This wish caused enormous fury and backlash from those opposed, which, oddly enough include both Democrats and Republicans. Their anger and alarm over this idea is such that the media networks through much of the US are alive with the idea of impeaching the President or bringing 25th Amendment proceedings against him for insanity!

Take a look:

Tucker Carlson, as usual, nailed it.

NATO was formed to make Western Europe secure in the face of a perceived Soviet threat. In 1991, the USSR collapsed and the threat of Ivan the Communist bad guy collapsed with it.

But 28 years later, NATO is still here. And, why?

Well, many “experts” continue to point at Russia as a threat, though after that statement no one seems honestly able to elucidate precisely how Russia would, in fact, threaten any nation, take over it, or conquer the world. Indeed, if anyone seems to understand the perversity of being in charge of the whole world, it seems to be Russia, as expressed by politician and LDPR leader Vladimir Zhirinovsky (see how this is so here).

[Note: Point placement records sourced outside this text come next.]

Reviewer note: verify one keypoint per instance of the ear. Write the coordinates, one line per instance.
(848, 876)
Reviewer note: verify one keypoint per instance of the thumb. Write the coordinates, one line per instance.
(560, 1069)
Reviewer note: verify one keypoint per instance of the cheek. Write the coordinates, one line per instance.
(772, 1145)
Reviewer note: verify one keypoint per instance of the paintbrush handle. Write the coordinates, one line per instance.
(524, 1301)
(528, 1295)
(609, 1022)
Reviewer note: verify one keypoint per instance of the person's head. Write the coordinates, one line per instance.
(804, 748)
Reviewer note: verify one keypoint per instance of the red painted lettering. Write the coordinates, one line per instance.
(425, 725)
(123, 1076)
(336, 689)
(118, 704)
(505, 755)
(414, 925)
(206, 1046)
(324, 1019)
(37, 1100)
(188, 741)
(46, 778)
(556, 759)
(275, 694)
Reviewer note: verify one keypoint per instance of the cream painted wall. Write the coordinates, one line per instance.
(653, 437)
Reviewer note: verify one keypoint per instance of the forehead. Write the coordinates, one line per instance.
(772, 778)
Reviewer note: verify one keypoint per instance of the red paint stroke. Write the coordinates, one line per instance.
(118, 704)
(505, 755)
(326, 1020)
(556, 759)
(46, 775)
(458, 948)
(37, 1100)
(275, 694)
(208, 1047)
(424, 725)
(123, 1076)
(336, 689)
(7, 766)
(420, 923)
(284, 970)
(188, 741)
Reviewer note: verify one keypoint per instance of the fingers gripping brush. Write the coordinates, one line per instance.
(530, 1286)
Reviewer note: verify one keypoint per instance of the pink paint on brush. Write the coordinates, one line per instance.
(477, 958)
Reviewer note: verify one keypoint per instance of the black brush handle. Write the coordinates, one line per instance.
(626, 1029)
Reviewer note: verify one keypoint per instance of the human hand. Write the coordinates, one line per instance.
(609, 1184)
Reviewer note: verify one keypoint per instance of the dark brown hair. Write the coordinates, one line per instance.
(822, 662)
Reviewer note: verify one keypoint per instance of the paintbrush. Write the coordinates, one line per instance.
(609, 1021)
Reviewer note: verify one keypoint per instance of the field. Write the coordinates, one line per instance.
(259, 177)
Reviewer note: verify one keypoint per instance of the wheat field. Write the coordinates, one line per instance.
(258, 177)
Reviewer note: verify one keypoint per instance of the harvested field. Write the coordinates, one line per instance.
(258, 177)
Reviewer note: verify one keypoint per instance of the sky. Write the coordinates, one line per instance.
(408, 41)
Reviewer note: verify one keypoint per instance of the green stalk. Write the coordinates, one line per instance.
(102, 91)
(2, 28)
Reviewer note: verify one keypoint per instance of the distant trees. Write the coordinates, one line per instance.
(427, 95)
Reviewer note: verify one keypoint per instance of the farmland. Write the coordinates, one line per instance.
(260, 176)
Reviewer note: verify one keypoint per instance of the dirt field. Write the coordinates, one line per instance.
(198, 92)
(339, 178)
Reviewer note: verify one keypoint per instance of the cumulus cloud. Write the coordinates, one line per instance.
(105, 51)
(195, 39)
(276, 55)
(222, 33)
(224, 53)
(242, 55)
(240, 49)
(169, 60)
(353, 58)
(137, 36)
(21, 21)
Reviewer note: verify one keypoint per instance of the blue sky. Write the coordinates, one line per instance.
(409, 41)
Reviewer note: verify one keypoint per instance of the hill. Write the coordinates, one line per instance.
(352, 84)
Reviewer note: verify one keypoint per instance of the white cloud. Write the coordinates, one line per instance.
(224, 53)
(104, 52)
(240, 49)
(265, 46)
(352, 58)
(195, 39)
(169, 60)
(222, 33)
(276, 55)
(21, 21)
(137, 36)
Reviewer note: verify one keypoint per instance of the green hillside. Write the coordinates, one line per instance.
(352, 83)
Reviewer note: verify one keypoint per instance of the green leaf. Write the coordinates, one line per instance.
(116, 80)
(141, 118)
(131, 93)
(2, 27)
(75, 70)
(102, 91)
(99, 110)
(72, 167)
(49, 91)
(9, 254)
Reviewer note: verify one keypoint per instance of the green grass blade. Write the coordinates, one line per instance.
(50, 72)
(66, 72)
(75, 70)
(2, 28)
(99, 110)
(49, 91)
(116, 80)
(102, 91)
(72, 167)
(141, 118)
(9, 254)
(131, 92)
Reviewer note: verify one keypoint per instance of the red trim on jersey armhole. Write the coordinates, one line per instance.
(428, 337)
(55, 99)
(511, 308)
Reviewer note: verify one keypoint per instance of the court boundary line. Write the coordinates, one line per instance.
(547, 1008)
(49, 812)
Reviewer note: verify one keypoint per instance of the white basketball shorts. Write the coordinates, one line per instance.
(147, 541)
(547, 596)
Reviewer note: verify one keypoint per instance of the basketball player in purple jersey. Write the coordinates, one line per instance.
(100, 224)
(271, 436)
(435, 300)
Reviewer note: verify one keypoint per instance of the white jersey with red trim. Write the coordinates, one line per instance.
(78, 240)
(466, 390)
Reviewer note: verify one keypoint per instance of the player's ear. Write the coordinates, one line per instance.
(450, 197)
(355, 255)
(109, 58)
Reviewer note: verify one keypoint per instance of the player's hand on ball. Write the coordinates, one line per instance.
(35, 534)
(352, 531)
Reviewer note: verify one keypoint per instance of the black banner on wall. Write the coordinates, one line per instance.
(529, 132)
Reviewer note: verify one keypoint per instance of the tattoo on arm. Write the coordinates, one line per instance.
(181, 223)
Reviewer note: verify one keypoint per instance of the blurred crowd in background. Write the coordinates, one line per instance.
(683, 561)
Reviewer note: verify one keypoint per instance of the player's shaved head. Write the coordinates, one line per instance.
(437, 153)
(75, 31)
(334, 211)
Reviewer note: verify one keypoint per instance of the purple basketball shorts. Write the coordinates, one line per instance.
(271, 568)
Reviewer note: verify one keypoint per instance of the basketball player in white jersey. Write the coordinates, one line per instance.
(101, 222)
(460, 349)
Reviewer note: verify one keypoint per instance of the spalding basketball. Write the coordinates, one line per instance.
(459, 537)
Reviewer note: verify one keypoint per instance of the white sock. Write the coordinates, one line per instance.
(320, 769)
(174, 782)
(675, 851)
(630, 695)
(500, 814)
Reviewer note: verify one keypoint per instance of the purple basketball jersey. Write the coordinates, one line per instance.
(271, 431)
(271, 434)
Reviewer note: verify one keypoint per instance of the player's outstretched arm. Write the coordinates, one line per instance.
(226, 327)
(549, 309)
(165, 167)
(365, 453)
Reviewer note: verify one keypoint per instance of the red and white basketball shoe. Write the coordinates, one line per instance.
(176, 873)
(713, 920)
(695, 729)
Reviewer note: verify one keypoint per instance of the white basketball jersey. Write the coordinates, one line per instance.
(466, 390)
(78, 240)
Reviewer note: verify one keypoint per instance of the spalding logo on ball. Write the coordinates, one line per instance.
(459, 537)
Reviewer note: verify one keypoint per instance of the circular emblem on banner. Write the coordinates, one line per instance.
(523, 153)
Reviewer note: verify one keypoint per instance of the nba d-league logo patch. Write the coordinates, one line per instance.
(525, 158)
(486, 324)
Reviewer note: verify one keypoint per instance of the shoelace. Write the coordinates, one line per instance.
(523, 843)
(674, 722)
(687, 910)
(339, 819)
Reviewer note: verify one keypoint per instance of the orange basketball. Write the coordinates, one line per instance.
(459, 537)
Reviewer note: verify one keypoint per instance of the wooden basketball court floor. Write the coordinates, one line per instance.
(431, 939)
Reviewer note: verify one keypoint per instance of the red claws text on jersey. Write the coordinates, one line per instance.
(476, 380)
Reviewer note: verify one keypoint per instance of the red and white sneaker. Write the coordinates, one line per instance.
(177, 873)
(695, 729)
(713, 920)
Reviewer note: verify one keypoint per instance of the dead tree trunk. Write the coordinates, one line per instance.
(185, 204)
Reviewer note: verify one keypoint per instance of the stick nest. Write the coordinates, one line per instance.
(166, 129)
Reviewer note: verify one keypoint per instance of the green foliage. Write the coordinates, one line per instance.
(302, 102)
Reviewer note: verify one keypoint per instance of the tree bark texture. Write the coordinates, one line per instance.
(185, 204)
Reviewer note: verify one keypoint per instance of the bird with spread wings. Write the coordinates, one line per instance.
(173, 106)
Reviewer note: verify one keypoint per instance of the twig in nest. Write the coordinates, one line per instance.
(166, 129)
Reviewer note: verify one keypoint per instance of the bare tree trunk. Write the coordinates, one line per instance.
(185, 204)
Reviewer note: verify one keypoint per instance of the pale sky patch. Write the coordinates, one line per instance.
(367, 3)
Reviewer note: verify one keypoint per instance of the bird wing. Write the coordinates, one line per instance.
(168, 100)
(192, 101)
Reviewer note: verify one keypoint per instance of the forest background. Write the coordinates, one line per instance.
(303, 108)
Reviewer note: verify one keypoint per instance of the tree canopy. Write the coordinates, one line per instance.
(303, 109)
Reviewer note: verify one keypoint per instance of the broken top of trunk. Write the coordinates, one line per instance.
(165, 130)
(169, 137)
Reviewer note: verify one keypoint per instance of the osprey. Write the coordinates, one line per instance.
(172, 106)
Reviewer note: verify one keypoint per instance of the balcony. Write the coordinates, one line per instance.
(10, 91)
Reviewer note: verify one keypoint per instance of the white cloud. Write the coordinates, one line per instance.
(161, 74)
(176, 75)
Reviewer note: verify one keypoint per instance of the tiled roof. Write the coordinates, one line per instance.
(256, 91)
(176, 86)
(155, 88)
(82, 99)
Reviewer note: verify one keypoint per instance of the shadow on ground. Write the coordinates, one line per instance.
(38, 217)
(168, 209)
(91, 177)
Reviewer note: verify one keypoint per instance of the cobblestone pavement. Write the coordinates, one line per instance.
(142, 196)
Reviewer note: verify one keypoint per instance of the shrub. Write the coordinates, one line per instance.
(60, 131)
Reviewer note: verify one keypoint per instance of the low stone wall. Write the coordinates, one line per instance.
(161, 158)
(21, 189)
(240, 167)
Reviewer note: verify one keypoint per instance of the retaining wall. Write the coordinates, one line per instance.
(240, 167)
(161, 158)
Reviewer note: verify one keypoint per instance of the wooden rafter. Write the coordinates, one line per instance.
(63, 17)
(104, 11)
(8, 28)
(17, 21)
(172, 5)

Zhironovsky observed that China is the other nation that is running at full force, but viewing the problems the US is having with being the leader of the world, China stops short of trying to attain this position itself. The question becomes “What does a nation that rules the world actually do then?”

President Trump appears to be seeing the same question, or some similar variant based on the same theme. NATO serves no constructive purpose anymore. Despite the conflicts in Ukraine and Saudi Arabia and Yemen, Israel and Syria, there simply are no great threats in the world as it stands today. While there are certainly still wars, none of these wars represents an existential threat to the United States.

Why wouldn’t a US leader want out? In fact, there is further no existential threat to Europe from any present war, nor is there a threat from Russia itself. In fact, Russia has been entering into business relations with many European countries who wish to buy cheap and easily available Russian natural gas. Turkey purchased an S-400 antimissile system in addition to its US made Patriot battery.

There would seem to be very little in the way of concrete and reliable reasoning for the alliance to continue.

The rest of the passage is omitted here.